MURILO ROCHA

Festa estranha

Redação O Tempo

Por Da Redação
Publicado em 08 de dezembro de 2016 | 03:00
 
 

No canto direito de quem olha a imagem, no alto da foto, está o senador Aécio Neves (PSDB), sentado, com o corpo ligeiramente inclinado para frente e para o lado direito, com um sorriso no rosto. A seu lado, também sentado e com o corpo na mesma posição, porém tombado para o lado esquerdo, com o rosto ao encontro de seu interlocutor, quase tocando-o, está o juiz Sergio Moro, principal nome da operação Lava Jato. Ele também compartilha do mesmo sorriso do tucano. Ambos estão descontraídos, bem à vontade, parecem íntimos. Bebem água. No momento do registro, Moro está cochichando ao pé do ouvido do senador mineiro. Intui-se tratar de algo divertido, pois eles sorriem; pode-se, atendo-se aos detalhes das expressões, arriscar que se trata de um comentário mordaz.

Na mesma fileira do lado esquerdo da fotografia, apenas para registro, mas não sem importância, estão conversando, também de forma descontraída, o megaempresário Abílio Diniz e o jornalista José Marques, da revista “IstoÉ”, promotora do encontro. No primeiro plano, mas não tão à vontade como os colegas do fundão, estão o presidente da República, Michel Temer (PMDB), o governador de São Paulo, Geraldo Alckmin (PSDB), e o ministro da Fazenda do Planalto, Henrique Meirelles. Temer está no canto direito com semblante sério, o pescoço torcido para a esquerda, olhando para alguém ou alguma coisa que não aparece na foto. Alckmin, ao lado do presidente e assim como ele, olha para o mesmo lado, mas tem na cara certa apreensão, como a de quem quisesse, na verdade olhar para trás e escutar a conversa alheia – no caso, a de Moro com Aécio.

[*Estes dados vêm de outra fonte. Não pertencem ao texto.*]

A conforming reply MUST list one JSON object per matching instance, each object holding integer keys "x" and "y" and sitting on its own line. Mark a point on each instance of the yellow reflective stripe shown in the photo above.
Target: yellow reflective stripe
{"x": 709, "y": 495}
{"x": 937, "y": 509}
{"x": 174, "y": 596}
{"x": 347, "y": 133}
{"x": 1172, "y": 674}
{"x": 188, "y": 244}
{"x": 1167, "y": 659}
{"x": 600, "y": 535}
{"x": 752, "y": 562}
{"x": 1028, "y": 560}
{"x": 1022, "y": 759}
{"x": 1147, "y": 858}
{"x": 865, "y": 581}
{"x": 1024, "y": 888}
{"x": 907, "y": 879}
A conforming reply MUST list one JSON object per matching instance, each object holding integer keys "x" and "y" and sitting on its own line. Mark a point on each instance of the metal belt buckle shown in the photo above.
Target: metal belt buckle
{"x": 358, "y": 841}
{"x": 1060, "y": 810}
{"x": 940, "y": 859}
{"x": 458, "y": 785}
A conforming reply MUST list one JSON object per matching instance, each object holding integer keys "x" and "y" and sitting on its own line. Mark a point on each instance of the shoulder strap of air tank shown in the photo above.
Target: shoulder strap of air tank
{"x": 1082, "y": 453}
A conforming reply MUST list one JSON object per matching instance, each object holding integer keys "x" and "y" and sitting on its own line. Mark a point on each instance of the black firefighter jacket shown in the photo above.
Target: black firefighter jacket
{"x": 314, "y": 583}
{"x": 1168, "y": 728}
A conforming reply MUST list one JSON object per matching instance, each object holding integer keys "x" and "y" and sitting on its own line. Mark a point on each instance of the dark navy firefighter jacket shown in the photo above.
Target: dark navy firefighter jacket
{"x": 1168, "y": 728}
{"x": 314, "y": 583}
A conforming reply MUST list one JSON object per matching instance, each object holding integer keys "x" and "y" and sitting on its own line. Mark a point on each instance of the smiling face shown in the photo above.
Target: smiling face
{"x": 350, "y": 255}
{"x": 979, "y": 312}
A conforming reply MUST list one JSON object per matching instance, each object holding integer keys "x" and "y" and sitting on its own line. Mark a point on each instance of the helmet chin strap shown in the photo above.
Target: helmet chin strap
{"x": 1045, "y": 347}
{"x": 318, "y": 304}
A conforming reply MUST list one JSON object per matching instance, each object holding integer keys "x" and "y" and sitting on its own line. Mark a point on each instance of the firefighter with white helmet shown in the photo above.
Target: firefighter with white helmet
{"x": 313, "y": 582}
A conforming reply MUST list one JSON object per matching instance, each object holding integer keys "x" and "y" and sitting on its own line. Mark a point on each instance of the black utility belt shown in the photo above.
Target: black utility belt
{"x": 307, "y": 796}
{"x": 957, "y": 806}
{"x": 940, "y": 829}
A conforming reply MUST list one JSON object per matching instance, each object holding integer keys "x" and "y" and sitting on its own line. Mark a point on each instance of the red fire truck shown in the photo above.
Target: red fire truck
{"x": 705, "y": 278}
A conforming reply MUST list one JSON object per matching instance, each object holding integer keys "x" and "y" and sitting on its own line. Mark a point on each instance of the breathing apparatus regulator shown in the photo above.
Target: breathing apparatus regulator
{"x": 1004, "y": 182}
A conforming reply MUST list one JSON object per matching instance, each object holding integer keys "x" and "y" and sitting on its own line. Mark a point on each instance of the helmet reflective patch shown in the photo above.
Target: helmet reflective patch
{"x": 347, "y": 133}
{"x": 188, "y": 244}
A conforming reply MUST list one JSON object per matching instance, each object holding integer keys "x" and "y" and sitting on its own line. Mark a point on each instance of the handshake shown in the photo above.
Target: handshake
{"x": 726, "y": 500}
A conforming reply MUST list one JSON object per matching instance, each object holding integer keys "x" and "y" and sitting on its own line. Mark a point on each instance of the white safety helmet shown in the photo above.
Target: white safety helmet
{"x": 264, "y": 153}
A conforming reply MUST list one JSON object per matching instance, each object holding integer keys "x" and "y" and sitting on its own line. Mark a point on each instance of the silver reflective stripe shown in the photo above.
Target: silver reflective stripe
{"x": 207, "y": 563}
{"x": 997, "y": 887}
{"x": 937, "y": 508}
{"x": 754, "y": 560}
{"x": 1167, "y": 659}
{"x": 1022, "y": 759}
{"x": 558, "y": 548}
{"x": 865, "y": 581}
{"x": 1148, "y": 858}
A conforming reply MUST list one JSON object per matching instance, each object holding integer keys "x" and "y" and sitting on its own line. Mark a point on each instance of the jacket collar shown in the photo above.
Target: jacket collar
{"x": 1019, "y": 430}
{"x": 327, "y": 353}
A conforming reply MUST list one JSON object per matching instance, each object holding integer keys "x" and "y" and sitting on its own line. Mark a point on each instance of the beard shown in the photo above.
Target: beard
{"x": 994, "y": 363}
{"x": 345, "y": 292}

Aparenta estar sentindo-se visivelmente excluído do animado bate-papo da fileira de trás. Meirelles, à esquerda e fechando o trio da frente, ao contrário dos demais está com a cabeça baixa, absorto em uma folha de papel acomodada em sua perna direita, cruzada sobre a esquerda. Talvez estivesse a decorar o discurso.

A foto original, na verdade, é mais horizontal e inclui ainda outros três personagens, entre eles o ministro das Relações Exteriores, o também tucano José Serra. Mas, em uma de suas versões, amplamente divulgada ontem nas redes sociais, o enquadramento reúne apenas os seis personagens citados acima. A imagem foi registrada na noite de terça-feira por Diego Padgurschi, da Folhapress, durante a premiação Brasileiros do Ano, da revista “IstoÉ”, em São Paulo. A publicação escolheu Michel Temer como o Brasileiro do Ano.

Temer tramou nos bastidores e depois à luz do dia com lideranças do Congresso e nomes do Judiciário a derrubada de Dilma Rousseff (PT) para tomar posse em seu lugar. Seu nome aparece em gravações sob investigação no âmbito da operação Lava Jato. Seis ministros de seu governo já caíram em menos de seis meses por suspeitas de corrupção, tráfico de influência ou por discordância da condução política do Planalto. Sob seu curto mandato, a instabilidade política do país agravou-se – vide relações do Judiciário com o Legislativo –, a crise econômica permanece, a corrupção grassa, e as medidas de autoria do Executivo são questionáveis em forma e conteúdo.

A última delas, também uma Proposta de Emenda à Constituição (PEC), prevê a reformulação da Previdência Social. Assim como a PEC dos Tetos dos Gastos Públicos, a medida atingirá em cheio a parcela mais pobre da população. Entre os pontos da proposta está a previsão de o trabalhador ter o direito de receber o teto estipulado pelo INSS após 49 anos de contribuição, mesmo já tendo atingido a idade mínima (esta passaria a ser de 65 anos).

Sobre Aécio e Moro, este último agraciado pela revista como Brasileiro do Ano na Justiça, eles provavelmente estavam apenas falando futilidades, conversas típicas de eventos sociais envolvendo políticos e autoridades. Aécio é citado desde o início em diversas delações ligadas às empreiteiras OAS e Odebrecht, investigadas pelo juiz na Lava Jato, além de ser acusado de ter atuado para maquiar documentos na CPI dos Correios. Ele nega as acusações e ainda não responde a nenhuma ação nem foi alvo de indiciamento pela força-tarefa capitaneada por Moro em Curitiba.